I only bought it because I was desperate. “Power Yoga for Happiness” was only $14.99, and I had just wasted almost $300 on a cleanse that did absolutely nothing except leave trails of strange protein mixes all over my kitchen. Yoga seemed like a better investment in bringing back some of my energy. I tried out the thirty minute routine first, and while I was surprised at how challenging some of the sequences were, I got my first ‘yoga high’ and never went back. I later learnt that ‘power’ (or, asthanga) yoga was probably not the best to start out with for CFS and began practicing Yin, restorative and hatha yoga more regularly. When I began feeling better I started to go to more rigorous yoga classes. The classes would get packed at my favourite studio, but most people weren’t so into the meditative aspects of yoga as they were the fitness aspects. While the flow classes would fill up before class started, the bi-weekly yin class would barely see 5 or 10 students.
At the end of a flow class, when going into shavasana, or corpse pose, we were allowed to remain in pose in the studio for as long as we liked. Most of the class would get up and leave as soon as the instructor had finished. It was only a few of us who would stay that extra 5 or 10 or 15 breaths and really let the practice fall from us.
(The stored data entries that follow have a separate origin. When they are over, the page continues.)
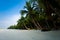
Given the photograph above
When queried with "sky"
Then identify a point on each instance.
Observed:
(10, 12)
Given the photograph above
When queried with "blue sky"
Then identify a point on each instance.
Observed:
(9, 12)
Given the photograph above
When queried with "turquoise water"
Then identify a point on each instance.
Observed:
(28, 35)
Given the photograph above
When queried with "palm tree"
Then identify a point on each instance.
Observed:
(30, 12)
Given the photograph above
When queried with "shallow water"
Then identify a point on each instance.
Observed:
(6, 34)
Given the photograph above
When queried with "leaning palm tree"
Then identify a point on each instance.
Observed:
(30, 12)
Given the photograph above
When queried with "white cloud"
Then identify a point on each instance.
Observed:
(8, 21)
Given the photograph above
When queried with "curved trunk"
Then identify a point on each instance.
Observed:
(25, 26)
(35, 23)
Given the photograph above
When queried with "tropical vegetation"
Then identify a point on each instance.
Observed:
(39, 14)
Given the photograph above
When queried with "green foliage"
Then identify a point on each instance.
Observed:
(40, 14)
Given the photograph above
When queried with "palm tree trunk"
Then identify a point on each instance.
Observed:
(39, 25)
(25, 26)
(35, 23)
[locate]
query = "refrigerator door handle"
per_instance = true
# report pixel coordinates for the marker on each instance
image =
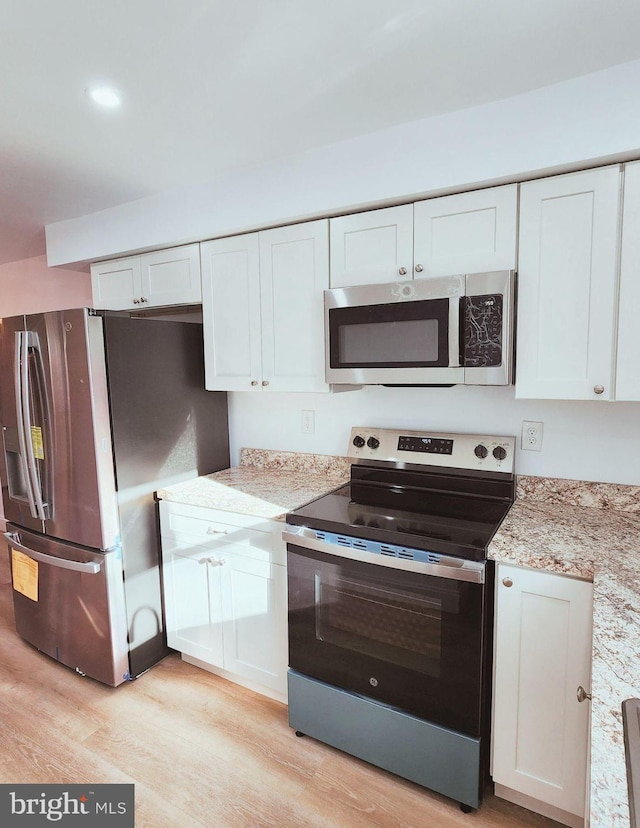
(90, 568)
(21, 375)
(28, 339)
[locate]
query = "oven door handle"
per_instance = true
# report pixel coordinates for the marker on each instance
(454, 569)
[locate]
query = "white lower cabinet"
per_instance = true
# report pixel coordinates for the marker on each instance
(161, 278)
(225, 592)
(540, 744)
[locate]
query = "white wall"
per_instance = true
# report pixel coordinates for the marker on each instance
(29, 286)
(582, 440)
(564, 126)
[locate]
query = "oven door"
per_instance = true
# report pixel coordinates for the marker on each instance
(409, 639)
(398, 333)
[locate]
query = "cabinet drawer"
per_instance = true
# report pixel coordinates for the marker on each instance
(212, 529)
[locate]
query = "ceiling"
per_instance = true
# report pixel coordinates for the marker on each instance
(213, 86)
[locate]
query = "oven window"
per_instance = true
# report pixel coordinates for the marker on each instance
(395, 335)
(397, 627)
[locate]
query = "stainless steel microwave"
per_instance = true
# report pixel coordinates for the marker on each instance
(443, 331)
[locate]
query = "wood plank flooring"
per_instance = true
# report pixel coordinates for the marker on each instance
(202, 752)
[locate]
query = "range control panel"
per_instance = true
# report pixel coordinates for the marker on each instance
(460, 451)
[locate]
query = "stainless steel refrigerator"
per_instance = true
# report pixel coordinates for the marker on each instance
(97, 412)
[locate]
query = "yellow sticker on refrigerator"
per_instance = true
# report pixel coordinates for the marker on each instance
(24, 572)
(37, 442)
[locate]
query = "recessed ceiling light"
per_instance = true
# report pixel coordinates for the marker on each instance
(104, 96)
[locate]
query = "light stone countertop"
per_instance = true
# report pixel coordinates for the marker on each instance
(586, 530)
(265, 484)
(599, 543)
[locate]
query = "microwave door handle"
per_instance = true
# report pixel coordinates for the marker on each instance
(456, 331)
(30, 339)
(21, 379)
(89, 568)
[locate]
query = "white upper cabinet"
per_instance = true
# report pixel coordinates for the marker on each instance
(231, 313)
(164, 277)
(464, 233)
(628, 351)
(471, 232)
(567, 285)
(373, 247)
(263, 309)
(294, 273)
(172, 277)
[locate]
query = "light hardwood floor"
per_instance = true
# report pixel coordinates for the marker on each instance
(200, 750)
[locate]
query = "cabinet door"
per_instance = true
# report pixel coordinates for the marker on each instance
(231, 313)
(628, 360)
(567, 285)
(542, 655)
(373, 247)
(466, 233)
(255, 619)
(116, 285)
(171, 277)
(294, 272)
(193, 602)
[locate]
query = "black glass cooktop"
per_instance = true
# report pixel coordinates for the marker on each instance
(451, 523)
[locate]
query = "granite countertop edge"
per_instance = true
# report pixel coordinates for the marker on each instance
(576, 528)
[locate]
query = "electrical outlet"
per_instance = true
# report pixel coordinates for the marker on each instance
(308, 422)
(532, 435)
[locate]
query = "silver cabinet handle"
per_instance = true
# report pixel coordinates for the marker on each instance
(90, 568)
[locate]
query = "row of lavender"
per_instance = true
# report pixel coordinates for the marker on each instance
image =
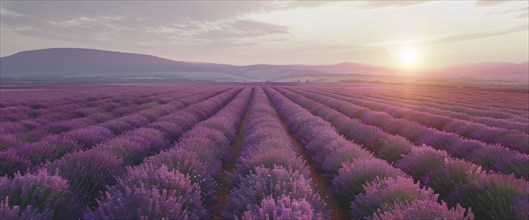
(271, 179)
(369, 186)
(170, 161)
(516, 140)
(53, 147)
(62, 119)
(489, 195)
(490, 157)
(512, 106)
(70, 186)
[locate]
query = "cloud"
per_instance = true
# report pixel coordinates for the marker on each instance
(384, 4)
(450, 38)
(142, 22)
(488, 2)
(478, 35)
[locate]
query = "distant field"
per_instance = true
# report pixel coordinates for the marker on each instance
(257, 151)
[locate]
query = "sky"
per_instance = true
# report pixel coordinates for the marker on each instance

Shavasana is an especially important pose for chronic fatigue, because it is the pose that allows your body to rest and restore itself after an hour of stretching and bending and strengthening. It mirrors the rest we need to take during our daily lives after a day at work, or running errands or coking a meal. It unleashes the power of doing nothing- and being okay with it. You don’t need any excuses, you don’t need to feel guilty, you don’t need to worry about all the things you are going to do next. You just need to be. Your mind can relax as your body ‘does its thing restoring itself.
The best thing about shavasana is that it requires no energy. You can always roll onto your back, let your legs roll out to the side, and just be. Many people feel they can cut it or rush through it as part of their practice- after all, you aren’t stretching or toning anything, but for me a practice would not feel complete (or as good) without a nice long shavasana at the end!